• halk arasinda bilinen adi (bkz: eti muhurlemek)tir.

    aniden yuksek atese maruz kalmis etlerin dislarindaki leziz koyu kahverengi sert kisimlar bu reaksiyonun sonucudur.

    eger bunu izgarada degil de tavada* gerceklestiriyorsaniz, ki benim tercihimdir, bu reaksiyonun urunu olan o kahverengi seylerin bir kismi tavaya yapisir ister istemez. bunlari da asidik bir solvent gorevi goren bir siviyla (orn: sarap) beraber cozup indirgerseniz, (bkz: deglaze) denen seyi yapmis olursunuz.

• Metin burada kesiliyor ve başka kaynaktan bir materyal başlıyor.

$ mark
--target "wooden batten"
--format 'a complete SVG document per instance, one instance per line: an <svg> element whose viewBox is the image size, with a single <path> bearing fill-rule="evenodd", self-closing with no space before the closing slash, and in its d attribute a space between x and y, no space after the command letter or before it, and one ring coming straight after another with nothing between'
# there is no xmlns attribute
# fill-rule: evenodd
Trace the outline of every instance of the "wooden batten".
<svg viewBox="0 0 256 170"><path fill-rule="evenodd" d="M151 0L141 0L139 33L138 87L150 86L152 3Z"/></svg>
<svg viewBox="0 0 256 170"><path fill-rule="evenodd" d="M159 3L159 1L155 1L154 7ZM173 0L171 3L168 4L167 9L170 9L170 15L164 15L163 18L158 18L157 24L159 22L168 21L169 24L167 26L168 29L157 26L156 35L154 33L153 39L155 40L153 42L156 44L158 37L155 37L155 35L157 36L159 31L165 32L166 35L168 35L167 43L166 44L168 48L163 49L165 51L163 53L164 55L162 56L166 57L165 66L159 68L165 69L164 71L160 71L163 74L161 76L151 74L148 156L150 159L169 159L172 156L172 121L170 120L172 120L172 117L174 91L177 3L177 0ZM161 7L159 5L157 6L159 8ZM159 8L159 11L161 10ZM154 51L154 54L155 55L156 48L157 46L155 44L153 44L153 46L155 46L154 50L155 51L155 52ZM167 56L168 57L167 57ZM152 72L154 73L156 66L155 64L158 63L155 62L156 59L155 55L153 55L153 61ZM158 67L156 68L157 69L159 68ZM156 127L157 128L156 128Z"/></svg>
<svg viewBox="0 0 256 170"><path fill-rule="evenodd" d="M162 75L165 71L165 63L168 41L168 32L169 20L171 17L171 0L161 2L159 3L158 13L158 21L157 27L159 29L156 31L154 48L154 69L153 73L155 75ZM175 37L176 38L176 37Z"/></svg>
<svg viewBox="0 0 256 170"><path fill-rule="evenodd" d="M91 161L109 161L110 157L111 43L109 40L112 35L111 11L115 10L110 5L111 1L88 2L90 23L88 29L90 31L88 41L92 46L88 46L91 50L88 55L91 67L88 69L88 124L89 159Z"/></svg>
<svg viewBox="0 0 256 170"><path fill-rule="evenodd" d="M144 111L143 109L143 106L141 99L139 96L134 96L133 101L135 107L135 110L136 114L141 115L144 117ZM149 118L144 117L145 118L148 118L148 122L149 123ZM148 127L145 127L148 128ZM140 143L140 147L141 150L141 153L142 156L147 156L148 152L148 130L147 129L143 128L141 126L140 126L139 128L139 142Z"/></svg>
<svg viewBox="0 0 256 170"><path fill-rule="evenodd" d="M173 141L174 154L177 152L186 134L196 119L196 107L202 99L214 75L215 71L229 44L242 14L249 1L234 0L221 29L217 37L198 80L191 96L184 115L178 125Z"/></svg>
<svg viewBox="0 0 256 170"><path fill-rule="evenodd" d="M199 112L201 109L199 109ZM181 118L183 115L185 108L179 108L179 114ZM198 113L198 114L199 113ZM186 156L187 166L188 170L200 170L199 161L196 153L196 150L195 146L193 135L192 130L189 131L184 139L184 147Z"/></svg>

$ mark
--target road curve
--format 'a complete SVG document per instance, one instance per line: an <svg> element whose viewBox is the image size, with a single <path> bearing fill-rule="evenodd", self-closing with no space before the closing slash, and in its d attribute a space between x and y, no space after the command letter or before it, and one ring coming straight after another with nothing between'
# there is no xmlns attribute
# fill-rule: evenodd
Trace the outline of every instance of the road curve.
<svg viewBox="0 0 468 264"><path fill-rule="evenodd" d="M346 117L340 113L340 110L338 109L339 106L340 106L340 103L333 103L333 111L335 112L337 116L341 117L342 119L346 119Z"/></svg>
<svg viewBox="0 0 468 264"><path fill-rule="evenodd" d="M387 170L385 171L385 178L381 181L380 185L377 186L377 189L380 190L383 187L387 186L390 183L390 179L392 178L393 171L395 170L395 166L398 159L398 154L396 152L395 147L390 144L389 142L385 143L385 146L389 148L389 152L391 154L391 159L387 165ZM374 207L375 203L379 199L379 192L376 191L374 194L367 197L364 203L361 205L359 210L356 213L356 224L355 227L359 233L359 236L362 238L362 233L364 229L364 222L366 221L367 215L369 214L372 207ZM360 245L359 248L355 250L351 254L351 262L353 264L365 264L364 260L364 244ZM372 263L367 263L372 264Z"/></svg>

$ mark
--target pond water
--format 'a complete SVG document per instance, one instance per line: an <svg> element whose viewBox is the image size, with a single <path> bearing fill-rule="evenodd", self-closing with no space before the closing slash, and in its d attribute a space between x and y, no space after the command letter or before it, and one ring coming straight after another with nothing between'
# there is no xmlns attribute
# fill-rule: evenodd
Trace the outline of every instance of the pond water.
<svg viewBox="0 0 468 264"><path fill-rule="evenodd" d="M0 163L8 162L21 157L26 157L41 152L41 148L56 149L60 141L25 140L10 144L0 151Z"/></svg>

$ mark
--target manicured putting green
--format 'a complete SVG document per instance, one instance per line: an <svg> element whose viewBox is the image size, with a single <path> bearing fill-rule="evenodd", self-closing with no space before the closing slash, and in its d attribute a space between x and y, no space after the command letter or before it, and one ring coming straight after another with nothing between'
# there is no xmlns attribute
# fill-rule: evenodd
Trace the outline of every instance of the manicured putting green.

    kucuk bir tarif: abd'de (bkz: smashburger) denen enteresan bir hamburger yapim metodu var. iyice kizmis dokme demir tavaya elinizle kucuk bir top haline getirdiginiz %20-25 yag oranli dana kiymasini koyup, duz ve agir bir cisimle butun gucunuzle bastirin. iyice yassilasmis ve neredeyse butunuyle tavaya yapismis, ama maillard reaksiyonunu dibine kadar yasamis bir hamburger koftesi elde edersiniz. sonra bunu bildigin siva sokucu gibi saglam bir spatulayla tavadan bildiginiz kazimaniz ve ters cevirmeniz gerekir (yaklasik 1.5-2 dk bu sekilde bastirarak pisirmeniz yeterli). diger tarafta bastirmaniza ve fazla pismesine gerek yok, 1 dk yeterli.
    not: aspirator kapi cam balkon ne varsa acmaniz gerekir.
  • kahvenin asiditesine müdahale etmenin anahtarıdır. kahveyi kavururken maillard reaksiyonunu ne sürede tamamladığınıza göre kahveniz asidik, tatlı, kompleks, çay-gibi veya grafiğin tam zıttında kalan bitter, gövdeli, karamel benzeri bir yapıya bürünür. bu et pişirmeye de benzer. agresif bir şekilde pişirdiğiniz et nasıl daha juicy, asidik, tatlı ise saatlerce pişirdiğiniz et ise yukarıda benzettiğim bitter, gövdeli, karamel benzeri yapıdaki kahveyle benzerlik gösterir.
  • 1953 yılında, abd tarım bakanlığı ile birlikte kimyager john e. hodge, 1912 yılında maillard'ın amino asitler ve şekerler arasındaki reaksiyonu yüksek sıcaklıklarda açıklayan makalesinden hareketle bu durumu teorize edip literatüre kazandırmış.
  • hani şu kalın olmayan çift köfteli burgerler vardır ya, - ki vedat milor üstat hiç hazzetmez ama ben çok severim - işte onlara gavur ellerinde ''smash burger'' diyorlar. maillard reaksiyonu tekniği bunlarda da kullanılır. burger köftesini top halinde sıcak ızgaraya koyup ispatula ile incecik olana dek on saniye üstüne bastırırlar. böylece köftenin yüzeyinde maillard reaksiyonu gerçekleşir ve her iki yüzeyi de kıtır kıtır bir hal alır. köftelerin üzerine peynir de eritilip burger tamamlandığında ise, ısırdığınız zaman hem bu kıtırlığı hem de erimiş peynirin kremsi dokusunu aynı anda hissedersiniz, sonra da fazla kurutmadan pişirdiğiniz köfteyi oluşturan yağlı kıymanın içindeki sulu ve lezzetli tadı alırsınız.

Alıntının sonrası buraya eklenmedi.